Vincent Kappeler / Angela Rohrer
14 novembre 2019

© c_vanessa_bucceri-unsplash

Concilier tournages et vie de famille est un véritable défi que les professionnel·le·s du cinéma relèvent encore trop souvent seul·e·s. Deux invité·e·s, deux commentaires.

Après trois changements de décor, une journée de quatorze heures avec une alternance de pluie et de soleil, nous appréciions de nous retrouver au bar de l’hôtel pour décompresser. Là, souvent, avec les technicien·ne·s plus âgé·e·s, divorcé·e·s à 90%, et les jeunes célibataires endurci·e·s, nous prenions du bon temps. Rien n'aurait pu venir s’immiscer dans notre dévotion au cinéma. C’est vrai quoi, sont chiant·e·s ces conjoint·e·s qui tirent la gueule et ces enfants qui nous réclament. Et puis ce dernier plan large sur le pont qui a fait perdre trois heures sur le planning du jour valait vraiment la peine. Entre chien et loup. La prise de son était pourrie, mais l’important n’était pas là. Et puis on fera bloc contre ce crétin de directeur de production pour les heures sup. T’as vu, il n’a engagé que des stagiaires à la régie. C’est pour ça qu’on perd du temps. C’est pour ça que t’es divorcé·e. Tu ne vas quand même pas te remettre en question. T’as pas le temps de toute façon, on commence à six heures demain matin. 

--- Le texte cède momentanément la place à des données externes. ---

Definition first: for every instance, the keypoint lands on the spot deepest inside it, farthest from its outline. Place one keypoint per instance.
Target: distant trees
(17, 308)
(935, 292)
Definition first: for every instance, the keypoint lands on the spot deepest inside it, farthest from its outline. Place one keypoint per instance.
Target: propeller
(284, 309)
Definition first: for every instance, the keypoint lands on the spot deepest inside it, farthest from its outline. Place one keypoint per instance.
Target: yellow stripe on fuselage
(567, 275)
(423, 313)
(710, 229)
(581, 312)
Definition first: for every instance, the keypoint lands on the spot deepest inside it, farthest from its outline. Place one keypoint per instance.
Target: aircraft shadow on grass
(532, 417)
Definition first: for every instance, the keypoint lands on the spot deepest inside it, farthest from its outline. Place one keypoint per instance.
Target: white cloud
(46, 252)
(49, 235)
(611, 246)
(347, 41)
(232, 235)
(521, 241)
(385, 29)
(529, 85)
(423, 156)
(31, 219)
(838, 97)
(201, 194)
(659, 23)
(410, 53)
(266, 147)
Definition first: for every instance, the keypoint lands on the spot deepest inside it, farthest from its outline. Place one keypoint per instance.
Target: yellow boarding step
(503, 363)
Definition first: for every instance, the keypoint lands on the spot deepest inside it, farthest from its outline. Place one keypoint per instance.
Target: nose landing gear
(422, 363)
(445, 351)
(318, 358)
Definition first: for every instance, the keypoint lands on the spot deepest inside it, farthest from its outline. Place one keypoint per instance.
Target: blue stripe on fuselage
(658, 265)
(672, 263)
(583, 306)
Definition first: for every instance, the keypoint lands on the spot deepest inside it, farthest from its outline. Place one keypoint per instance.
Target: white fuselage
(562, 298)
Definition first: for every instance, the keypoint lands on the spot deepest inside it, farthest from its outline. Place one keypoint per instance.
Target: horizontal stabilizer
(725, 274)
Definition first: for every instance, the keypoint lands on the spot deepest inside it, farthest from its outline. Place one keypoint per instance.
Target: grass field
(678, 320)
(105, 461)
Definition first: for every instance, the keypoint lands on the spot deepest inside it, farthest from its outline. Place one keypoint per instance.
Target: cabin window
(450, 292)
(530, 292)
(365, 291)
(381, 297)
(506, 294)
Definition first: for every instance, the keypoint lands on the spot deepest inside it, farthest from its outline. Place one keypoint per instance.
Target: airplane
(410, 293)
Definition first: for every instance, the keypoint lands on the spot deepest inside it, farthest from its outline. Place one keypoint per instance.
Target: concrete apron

Je suis devenu père à mon tour. Le grand avantage de l’indépendance m’a permis de prendre quatre mois sabbatiques pour démarrer cette nouvelle vie et puis il a fallu regagner de l’argent. Rester dans ma région, arrêter les voyages, m’étais-je dit, au moins jusqu’à ce que ma fille aille à l’école. La tendance a voulu que je me retrouve sur une série. Trois mois rentables. Trois mois qui m’ont vraiment fait comprendre que j’allais faire autre chose, que cela ne changeait rien de rester dans sa région, les plans de tournage sont les mêmes partout, que HBO était bien loin de ma maison, tout cela ne faisait plus aucun sens. Se faire manger son temps pour des projets auxquels on ne croit pas, c’était devenu incompatible avec mes désirs. J’avais juste envie d’une vie de famille normale, de voir ma fille grandir au quotidien, de partager ses repas.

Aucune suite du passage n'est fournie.